By Dr Amitav Banerjee, MD* 

Is the holy Ganges getting more polluted every day? In addition to daily rituals, bathing, and religious activities performed on its banks, since ancient times, the new age industrial and population pressures are increasingly polluting the holy river. Over the decades a number of government schemes, rules and regulations to purify the Ganges have met with limited success.
Is the river doomed? Do we need more stringent rules and regulations to cope with the pollution of the sacred river? While these regulations may take some time to catch up with the ongoing pollution of the river, recent research suggests that a certain feature of the Ganges endeavours to maintain its purity. This is the capacity to accommodate a diverse range of bacteriophages which acts as a repository to regulate pathogenic bacteria in its aquatic environment. This is nature’s way of self regulation to maintain the purity of the Ganges.
Our social environment is similarly becoming increasingly polluted like the Ganges, as recent scams would indicate. Are we passing through difficult times? Are we becoming more corrupt and throwing ethics out of the window? The ongoing NEET-UG 2024 scam would be most distressing and a cause for disillusionment for today’s young people and their parents. About a decade back there was the similar infamous VYAPAM scandal related to unfair means in medical entrance examinations in the state of Madhya Pradesh.
Mismatch in supply and demand which is the highest for medical seats drives exploitation by many vested stakeholders leading to mushrooming of coaching classes and strenuous nerve wracking preparations for the medical entrance test. Kota has become the epitome of the coaching culture for the youth aspiring to pursue a professional career. 
On a much darker note, it has been hitting the headlines rather frequently, for tragic suicides of young people cracking under pressure. Against this background the details of the NEET-UG scam coming out on the media must be driving many young and old alike to cynicism and loss of trust in the goodness of humans.

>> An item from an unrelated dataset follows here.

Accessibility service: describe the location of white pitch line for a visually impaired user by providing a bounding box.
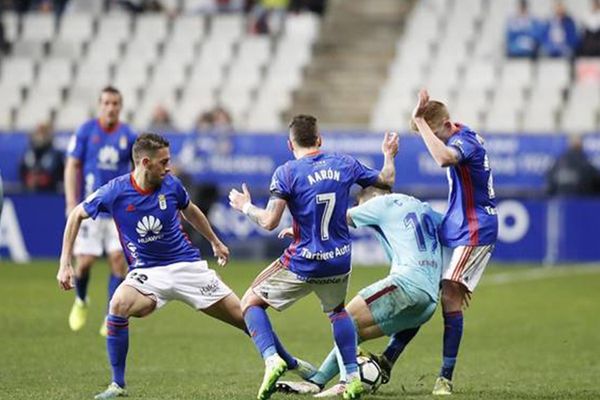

Survival in an environment of corruption and unethical practices: the difficulty of being good

Rules and regulations directed to clean the pollution of the social environment by corrupt practices will take their time or, most likely, never root them out completely. Such practices are with us since the history of humankind. Unfortunately, the noble profession of medicine is not immune to them. Starting with the first step, the entrance tests, to subsequent career, the doctor faces ethical dilemmas. Few succumb to temptation and deviate from high ethical standards demanded of the noble profession. Few compromise because of career compulsions of the corporate model of health care affecting the autonomy of doctors. How does an honest professional navigate the dilemmas in such an environment? A couple of first person accounts may provide some cues.
Gurcharan Das, the famous columnist and writer, faced extreme disillusionment which drove him to the edge of severe depression few years ago. This was triggered by the Satyam scam in 2009. B Ramalinga Raju with toil and hard work had established a reputable software company. He had everything going for him, fame, fortune and respect of people. Then, inexplicably, he swindled his own company of Rs 7,136 crores, making the shareholders lose 23,000 crores and jeopardizing the job of 50,000 employees of Satyam. Das had known Raju for ten years and he came out as sincere and hardworking, a man with a greater purpose. It puzzled Das no end as to why one, at the peak of his accomplishments turn to crime? Greed for money was too simple an answer, there was more to it according to Das.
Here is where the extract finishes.